El gobierno del presidente Piñera puso desde un comienzo a la niñez como una de sus prioridades, acuñando la ya tan famosa frase “los niños primero”. Imposible no estar de acuerdo. Los niños y niñas han sido por décadas los ausentes de la agenda pública, lo que ha repercutido, por ejemplo, en que luego de 29 años de la ratificación de la Convención de los Derechos del Niño por parte de Chile, seamos el único país de América Latina que carece de una ley integral de protección de la infancia. Y ello no es baladí, porque el abordaje de la niñez en Chile siempre ha sido desde los “problemas” y ha carecido de una mirada desde la promoción y protección de los derechos. Lamentablemente, pareciera ser que el abordaje no será distinto esta vez.

El gobierno, a través del ministro Moreno, priorizó a nivel legislativo el proyecto que crea el nuevo Servicio que pretende reemplazar el SENAME antes que la ley de garantías de la niñez. Sostuvo que los problemas de SENAME son demasiado urgentes y la ley de garantías demasiado compleja. En ambas cosas tiene razón, pero no resulta plausible que, si “los niños están primero”, sigamos aplazando la formulación de un marco normativo básico que articule la respuesta estatal y garantice efectivamente los derechos humanos de niños y niñas. No es aceptable sostener que los niños están primero cuando tenemos el índice más alto de suicidio adolescente y el más alto consumo de alcohol de la región, y no contamos con garantías explícitas en salud mental para todos los niños y niñas de Chile, sino solo para aquellos que están en el sistema residencial de protección. Una y otra vez observamos que la discusión pública se centra en los usuarios de la red SENAME, en la vulnerabilidad socioeconómica, y olvida la universalidad con la que deben abordarse la infancia y la adolescencia.

Los niños no están primero cuando, olvidando la protección reforzada que les asiste y toda la evidencia nacional e internacional, se insista en someterlos a un control preventivo policial, a sabiendas de que ello no solo no previene la comisión de delitos, sino que conculca sus derechos más básicos, como son la libertad individual y el derecho a ocupar el espacio público sin ninguna autorización previa.

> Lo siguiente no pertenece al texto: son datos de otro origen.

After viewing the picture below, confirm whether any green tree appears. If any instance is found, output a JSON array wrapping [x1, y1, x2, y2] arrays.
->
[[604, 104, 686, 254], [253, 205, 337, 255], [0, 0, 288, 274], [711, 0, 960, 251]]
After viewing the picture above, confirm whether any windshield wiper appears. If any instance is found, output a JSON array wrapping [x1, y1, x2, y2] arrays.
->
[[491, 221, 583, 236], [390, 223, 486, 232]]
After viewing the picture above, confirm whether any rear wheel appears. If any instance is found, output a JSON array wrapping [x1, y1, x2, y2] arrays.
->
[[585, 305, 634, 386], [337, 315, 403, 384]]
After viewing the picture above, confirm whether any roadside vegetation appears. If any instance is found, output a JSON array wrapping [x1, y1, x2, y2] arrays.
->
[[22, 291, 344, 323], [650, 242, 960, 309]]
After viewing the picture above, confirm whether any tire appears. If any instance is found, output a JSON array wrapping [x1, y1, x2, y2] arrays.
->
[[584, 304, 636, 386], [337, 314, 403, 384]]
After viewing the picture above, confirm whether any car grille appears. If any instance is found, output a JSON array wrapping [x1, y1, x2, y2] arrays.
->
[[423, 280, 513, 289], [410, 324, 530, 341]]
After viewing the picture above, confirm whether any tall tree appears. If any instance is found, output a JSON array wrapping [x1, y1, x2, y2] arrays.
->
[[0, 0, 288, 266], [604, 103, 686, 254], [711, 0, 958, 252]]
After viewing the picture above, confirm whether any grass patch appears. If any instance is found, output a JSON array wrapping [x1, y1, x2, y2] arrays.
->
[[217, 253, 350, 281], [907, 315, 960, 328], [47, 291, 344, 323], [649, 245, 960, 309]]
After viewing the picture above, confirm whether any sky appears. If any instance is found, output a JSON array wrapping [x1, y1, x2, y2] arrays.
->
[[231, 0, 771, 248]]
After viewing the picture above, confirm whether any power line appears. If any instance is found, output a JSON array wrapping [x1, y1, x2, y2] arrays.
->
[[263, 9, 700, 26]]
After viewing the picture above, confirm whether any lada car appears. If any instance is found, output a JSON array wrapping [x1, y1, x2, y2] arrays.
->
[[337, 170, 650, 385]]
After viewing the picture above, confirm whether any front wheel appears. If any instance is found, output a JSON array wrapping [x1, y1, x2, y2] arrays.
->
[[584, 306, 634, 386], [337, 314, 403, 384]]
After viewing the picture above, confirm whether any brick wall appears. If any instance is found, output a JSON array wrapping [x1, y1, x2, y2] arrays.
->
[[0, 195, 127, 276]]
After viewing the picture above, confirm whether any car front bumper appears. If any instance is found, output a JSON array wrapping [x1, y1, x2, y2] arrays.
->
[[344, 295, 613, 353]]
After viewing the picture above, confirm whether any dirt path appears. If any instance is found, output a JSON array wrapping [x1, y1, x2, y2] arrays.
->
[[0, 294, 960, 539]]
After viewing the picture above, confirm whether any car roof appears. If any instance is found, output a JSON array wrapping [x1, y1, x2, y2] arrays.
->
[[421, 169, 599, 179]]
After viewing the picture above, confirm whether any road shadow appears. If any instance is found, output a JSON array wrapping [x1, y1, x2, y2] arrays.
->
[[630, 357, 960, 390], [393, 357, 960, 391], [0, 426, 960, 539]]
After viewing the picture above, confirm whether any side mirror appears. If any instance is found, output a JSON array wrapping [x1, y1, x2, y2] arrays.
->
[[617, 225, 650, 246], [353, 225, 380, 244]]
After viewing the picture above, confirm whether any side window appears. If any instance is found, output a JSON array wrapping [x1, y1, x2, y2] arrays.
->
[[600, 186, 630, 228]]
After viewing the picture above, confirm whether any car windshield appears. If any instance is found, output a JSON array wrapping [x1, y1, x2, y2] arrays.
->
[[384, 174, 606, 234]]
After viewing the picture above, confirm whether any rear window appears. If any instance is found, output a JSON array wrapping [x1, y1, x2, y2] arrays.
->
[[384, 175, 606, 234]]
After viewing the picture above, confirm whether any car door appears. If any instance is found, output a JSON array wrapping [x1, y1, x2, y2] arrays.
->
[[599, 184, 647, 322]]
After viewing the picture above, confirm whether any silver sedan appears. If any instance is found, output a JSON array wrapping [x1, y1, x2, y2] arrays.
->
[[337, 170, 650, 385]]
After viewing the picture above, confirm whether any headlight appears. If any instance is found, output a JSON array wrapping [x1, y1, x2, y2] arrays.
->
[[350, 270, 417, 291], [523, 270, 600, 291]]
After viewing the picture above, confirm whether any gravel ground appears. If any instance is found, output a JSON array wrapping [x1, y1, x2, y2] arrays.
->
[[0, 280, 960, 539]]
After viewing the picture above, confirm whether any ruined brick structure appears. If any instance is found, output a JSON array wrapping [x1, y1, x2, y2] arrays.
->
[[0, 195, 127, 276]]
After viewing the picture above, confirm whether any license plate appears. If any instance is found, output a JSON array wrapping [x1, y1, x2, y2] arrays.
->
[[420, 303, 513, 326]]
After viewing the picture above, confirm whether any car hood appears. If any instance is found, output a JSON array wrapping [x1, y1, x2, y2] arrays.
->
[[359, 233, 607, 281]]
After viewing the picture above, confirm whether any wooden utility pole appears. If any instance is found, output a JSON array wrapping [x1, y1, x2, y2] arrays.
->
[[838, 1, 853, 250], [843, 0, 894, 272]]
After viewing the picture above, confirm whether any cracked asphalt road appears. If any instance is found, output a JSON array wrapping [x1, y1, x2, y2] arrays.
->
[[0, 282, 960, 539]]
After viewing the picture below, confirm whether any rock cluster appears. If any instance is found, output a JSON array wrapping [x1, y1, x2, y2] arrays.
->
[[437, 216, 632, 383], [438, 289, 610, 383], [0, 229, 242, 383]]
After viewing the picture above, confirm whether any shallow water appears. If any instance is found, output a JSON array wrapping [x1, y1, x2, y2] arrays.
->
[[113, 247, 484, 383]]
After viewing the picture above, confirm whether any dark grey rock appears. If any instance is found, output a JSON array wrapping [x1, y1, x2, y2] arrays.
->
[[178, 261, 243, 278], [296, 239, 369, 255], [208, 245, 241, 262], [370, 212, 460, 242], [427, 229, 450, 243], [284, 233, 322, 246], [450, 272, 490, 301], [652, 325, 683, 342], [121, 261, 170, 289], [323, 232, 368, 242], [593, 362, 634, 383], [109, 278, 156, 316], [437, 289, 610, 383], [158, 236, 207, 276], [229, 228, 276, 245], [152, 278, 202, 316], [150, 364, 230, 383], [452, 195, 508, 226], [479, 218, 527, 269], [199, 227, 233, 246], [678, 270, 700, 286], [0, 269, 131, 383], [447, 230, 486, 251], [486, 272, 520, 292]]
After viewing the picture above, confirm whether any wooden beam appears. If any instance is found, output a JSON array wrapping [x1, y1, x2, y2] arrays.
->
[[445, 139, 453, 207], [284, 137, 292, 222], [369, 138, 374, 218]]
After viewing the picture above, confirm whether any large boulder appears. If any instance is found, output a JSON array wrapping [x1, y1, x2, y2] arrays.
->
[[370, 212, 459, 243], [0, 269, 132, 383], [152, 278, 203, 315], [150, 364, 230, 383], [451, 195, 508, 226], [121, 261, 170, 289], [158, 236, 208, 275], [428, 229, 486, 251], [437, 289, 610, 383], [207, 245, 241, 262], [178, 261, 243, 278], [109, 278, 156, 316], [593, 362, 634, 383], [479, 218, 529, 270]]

Los niños no están primero cuando, obviando su derecho a la privacidad y a participar de las decisiones que los impactan, se pretende utilizar sus datos sensibles (como su información de salud, habitacional o educativa) para elaborar “perfiles de riesgo” y eventualmente generar acciones de prevención, al margen del consentimiento de ellos y sus familias.

Los derechos de la niñez deben ir más allá de una consigna. Son un imperativo. Si niños, niñas y adolescentes están primero, no pueden seguir esperando.